Florida has some of the strongest laws pertaining to armed self-defense in the United States. Not only did the state begin the trend of “shall issue” concealed-carry laws in the late 1980s, but it more recently enacted a “Stand Your Ground” statute, meaning that when a person faces a threat of death or great bodily harm in a public place, he has no duty to retreat from his attacker before using lethal force in self-defense.
However, a commitment to armed self-defense requires a second commitment: to the principle that those who bear arms must act responsibly. It is still not clear whether Florida “neighborhood watch” vigilante George Zimmerman broke the law when he chased down and killed 17-year-old Trayvon Martin. And that’s a problem, because Zimmerman acted inappropriately in the moments leading up to the shooting, and Martin would still be alive if Zimmerman had behaved as he should have. Supporters of pro-self-defense policies should roundly condemn Zimmerman’s actions, and Florida should change its laws to prevent this incident from repeating itself.
The 28-year-old Zimmerman is a classic cop wannabe: Loving the thought of himself as a police officer, and witnessing a spate of break-ins in his neighborhood, he decided to patrol the streets in his SUV — carrying a gun (as he was licensed to do) and calling the cops 46 times over the course of a decade to report “suspicious” activity. On the night of February 26, a black teenager happened to catch Zimmerman’s eagle eye.
At the outset of his call to the police, Zimmerman reports that Martin “looks like he’s up to no good, or he’s on drugs, or something — it’s raining, and he’s just walking around, looking about.” Martin looks around at the houses, then starts staring back at Zimmerman, and finally walks toward Zimmerman with his “hands on his waistband” to “check me out.”
A car door opens, and Zimmerman says, “These a******s always get away.” Zimmerman gives the operator directions to the scene — presumably while he starts to follow Martin, because Martin runs. As Zimmerman can be heard huffing and puffing, the operator asks if he’s giving chase, and Zimmerman replies in the affirmative. “Okay, we don’t need you to do that,” the operator says. Zimmerman says “Okay,” but keeps running anyhow.

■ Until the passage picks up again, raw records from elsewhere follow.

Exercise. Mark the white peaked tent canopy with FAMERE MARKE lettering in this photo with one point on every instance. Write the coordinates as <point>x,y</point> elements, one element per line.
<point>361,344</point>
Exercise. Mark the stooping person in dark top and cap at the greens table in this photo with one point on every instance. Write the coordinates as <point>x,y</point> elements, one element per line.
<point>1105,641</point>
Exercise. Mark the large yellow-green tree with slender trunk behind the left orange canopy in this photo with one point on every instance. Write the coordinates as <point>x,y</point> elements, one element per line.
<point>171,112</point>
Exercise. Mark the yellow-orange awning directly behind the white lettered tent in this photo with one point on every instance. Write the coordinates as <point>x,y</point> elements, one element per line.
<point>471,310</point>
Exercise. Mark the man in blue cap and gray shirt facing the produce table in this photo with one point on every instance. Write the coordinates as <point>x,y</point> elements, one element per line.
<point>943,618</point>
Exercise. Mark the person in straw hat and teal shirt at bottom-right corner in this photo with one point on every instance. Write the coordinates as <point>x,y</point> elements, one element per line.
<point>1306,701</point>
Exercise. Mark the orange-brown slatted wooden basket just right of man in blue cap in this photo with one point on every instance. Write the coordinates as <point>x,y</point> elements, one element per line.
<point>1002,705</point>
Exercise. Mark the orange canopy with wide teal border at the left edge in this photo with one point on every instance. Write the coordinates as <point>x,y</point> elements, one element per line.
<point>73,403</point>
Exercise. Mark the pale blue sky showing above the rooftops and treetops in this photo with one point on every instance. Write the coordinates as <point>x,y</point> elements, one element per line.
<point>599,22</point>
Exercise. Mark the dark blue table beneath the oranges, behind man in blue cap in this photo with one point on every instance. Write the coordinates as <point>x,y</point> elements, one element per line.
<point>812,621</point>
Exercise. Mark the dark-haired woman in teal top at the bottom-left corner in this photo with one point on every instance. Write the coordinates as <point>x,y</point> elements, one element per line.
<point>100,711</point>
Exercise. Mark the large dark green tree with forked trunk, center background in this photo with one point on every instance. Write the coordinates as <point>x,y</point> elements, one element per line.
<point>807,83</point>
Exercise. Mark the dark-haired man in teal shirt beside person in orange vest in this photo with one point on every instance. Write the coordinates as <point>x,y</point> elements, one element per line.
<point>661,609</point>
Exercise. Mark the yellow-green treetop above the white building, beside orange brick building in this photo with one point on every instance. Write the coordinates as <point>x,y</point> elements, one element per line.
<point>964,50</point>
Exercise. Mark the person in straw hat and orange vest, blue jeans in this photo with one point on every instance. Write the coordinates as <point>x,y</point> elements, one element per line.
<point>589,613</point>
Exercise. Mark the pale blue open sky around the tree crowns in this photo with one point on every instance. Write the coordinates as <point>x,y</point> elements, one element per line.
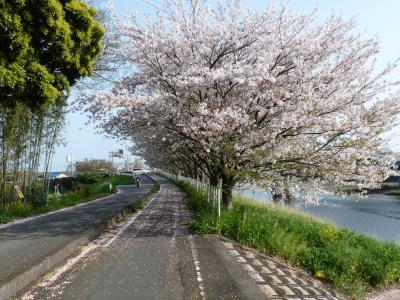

What happened when Zimmerman caught up with Martin isn’t entirely clear. Zimmerman told police that Martin jumped him from behind. Martin’s girlfriend, who was on the phone with him while he was running, says that Martin asked “Why are you following me?”; Zimmerman replied “What are you doing here?”; and then a scuffle ensued. We do know that there was some sort of wrestling match, and that Martin landed some blows — Zimmerman was found with a bloody nose, grass stains on his shirt, and a wound on the back of his head. Toward the end of the fight a man was heard yelling, “Help! Help!” Zimmerman fired a single shot, and the screaming stopped.
Zimmerman’s full account of what happened is not yet public, the neighbors didn’t see very much, and while the yelling of “Help!” is captured on a 9-1-1 tape, there has not yet been an audio analysis proving whether it was from Zimmerman or Martin. The confrontation could have unfolded in any of a million different ways.